You don’t need to have a terminal or debilitating illness to receive a recommendation for marijuana. The law gives doctors the freedom to evaluate the suitability of marijuana for each individual patient on a case-by-case basis. If you believe that marijuana may help with any symptoms that are causing you distress, you should consult a doctor who has experience with recommending cannabis. That doctor can help you decide if cannabis is a treatment option you may want to pursue for your condition.

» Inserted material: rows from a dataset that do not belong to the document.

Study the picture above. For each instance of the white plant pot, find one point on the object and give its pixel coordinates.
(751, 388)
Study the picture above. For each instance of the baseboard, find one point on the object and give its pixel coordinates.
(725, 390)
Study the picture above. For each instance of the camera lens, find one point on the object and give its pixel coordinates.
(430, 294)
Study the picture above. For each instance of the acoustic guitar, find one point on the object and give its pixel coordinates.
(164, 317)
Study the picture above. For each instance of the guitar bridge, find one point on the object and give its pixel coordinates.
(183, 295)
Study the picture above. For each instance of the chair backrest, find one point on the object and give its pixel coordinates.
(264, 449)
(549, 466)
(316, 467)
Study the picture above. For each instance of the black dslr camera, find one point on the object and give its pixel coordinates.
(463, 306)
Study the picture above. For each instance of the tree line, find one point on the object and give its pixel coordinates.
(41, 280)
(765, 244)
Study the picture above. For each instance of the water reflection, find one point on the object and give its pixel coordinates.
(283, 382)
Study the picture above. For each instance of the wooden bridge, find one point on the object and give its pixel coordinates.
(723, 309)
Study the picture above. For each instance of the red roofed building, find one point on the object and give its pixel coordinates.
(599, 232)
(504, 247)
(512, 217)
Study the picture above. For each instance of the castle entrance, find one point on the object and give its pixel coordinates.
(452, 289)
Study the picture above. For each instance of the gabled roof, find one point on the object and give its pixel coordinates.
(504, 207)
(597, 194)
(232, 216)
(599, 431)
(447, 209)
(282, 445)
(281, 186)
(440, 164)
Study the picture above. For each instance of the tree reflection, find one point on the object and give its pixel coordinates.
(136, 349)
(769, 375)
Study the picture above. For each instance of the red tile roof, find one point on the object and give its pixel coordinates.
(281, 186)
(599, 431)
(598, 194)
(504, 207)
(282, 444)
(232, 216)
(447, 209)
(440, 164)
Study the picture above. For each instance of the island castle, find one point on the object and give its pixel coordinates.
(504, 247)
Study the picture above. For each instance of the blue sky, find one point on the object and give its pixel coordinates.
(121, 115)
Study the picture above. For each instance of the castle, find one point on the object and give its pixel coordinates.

You Will Not Be on a List!
Many people who qualify for medical marijuana recommendations choose not to pursue treatment because they fear they will end up on a “master list” of marijuana patients. Thankfully, this list doesn’t exist. There is no consolidated database the DEA can use to conduct raids or employers can use to conduct background checks. Your patient status will remain confidential.
The record of your medical marijuana evaluation is protected under federal laws through HIPAA (the Health Insurance Portability and Accountability Act), just like documents at any other doctor’s office. Releasing medical records requires patient permission, and doctor-patient confidentiality extends to the police, DMV, and employers. Therefore, your evaluation will stay private.
With a recommendation, you can receive medical marijuana through a collective, often called a dispensary. To register as a member, you will need to provide your recommendation and an ID. You will also need to complete a registration form. California law requires collectives to protect all of this information, just like any business would. A patient has never been arrested as a result of these records. Simply put, you should not be worried about joining a collective.